We are a diverse collaboration of basic, clinical, data and behavioural scientists and technicians from academia, industry, and non-profit organisations.
If you support our mission goals, you are already part of our community! But we believe that to achieve our mission we should work together, and the OGA community and forum represents a way to help us collaborate better. We support open science and transparency, and we believe a no blame culture helps facilitate better collaboration and progress.’
So, how do you use the CiteAb platform in this work?
‘We find that CiteAb is a very powerful way to try and establish where in the published literature some antibodies have been used.
It helped us to identify where in the published literature antibodies with potential performance problems had been used, and to quantify the potential impact of this on the literature, please see the eLife publication from YCharOS and RRID that we contributed to for more information: https://doi.org/10.7554/eLife.91645.1
In the eLife publication we used CiteAb to try to find the majority of papers in the literature that had used ~80 antibodies, in order to try to understand whether they had supportive validation data in the literature for their specific use in immunofluorescence. Unfortunately, for this set of antibodies that failed to show selectivity in the YCharOS Inc pipeline, in the majority of publications (87.5%), validation data was not presented.’

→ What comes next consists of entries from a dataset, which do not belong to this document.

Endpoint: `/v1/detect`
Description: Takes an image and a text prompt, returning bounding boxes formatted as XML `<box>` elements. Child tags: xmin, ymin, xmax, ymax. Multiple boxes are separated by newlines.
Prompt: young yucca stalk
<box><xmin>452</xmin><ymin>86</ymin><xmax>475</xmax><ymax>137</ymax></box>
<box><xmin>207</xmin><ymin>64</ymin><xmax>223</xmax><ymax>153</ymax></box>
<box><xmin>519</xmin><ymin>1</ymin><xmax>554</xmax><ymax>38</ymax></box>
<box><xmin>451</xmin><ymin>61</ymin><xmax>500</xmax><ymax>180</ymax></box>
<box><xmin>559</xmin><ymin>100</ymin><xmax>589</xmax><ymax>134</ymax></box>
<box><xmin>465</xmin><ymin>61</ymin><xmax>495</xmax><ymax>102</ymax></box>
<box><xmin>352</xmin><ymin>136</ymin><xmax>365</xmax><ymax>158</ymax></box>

Given the scale of the validation issue, demonstrated in this recent e-Life publication, it is evident that sharing validation data and growing awareness is necessary to prevent circumstances where cited antibodies that are not specific to the target continue to be used.
To this end, we encourage antibody vendors to get in touch if you have validation data that is not currently on CiteAb!
We include validation data on CiteAb when available, and link to full publications for researchers to evaluate and assess if any validation had been carried out in the individual publication. We will be adding a link to YCharOS validation data on product pages very soon – so do keep an eye out for this!
What do you like about using CiteAb?
‘CiteAb is intuitive to use, and has a clear and transparent system for ranking antibodies according to the number of citations in the literature. In this respect it does what it says on the tin!’
You can try out the antibody search engine here;
Is there anything else you’d like to flag or signpost for our readers?
Our UK reproducibility network webinar can be found here: Antibodies and Research Reproducibility: A technical, open data, behavioural, and policy challenge
The YCharOS pipeline data can be accessed here: https://f1000research.com/ycharos
The eLife paper can be found here: https://doi.org/10.7554/eLife.91645.1
The following publications highlight some of our other contributions to this issue:
Kahn, Richard A., Harvinder S. Virk, and Peter S. McPherson. “Heed a decade of calls for antibody validation.” Nature 620.7974 (2023): 492. https://doi.org/10.1038/d41586-023-02566-w
Aponte Santiago, Nicole, et al. “Tales of the unexpected.” Elife 12 (2023): e87444. https://doi.org/10.7554/eLife.87444
Virk, H. Singh, et al. “Validation of antibodies for the specific detection of human TRPA1.” Scientific reports 9.1 (2019): 18500. https://doi.org/10.1038/s41598-019-55133-7
We want to thank Dr Virk for speaking with us about his work for this blog!
Initiatives such as the OGA community are essential to help address the issue of antibody validation and drive change.
We are excited to see the work of the OGA community in the future, and to reflect on the overall progress in the field at the next International Antibody Validation meeting.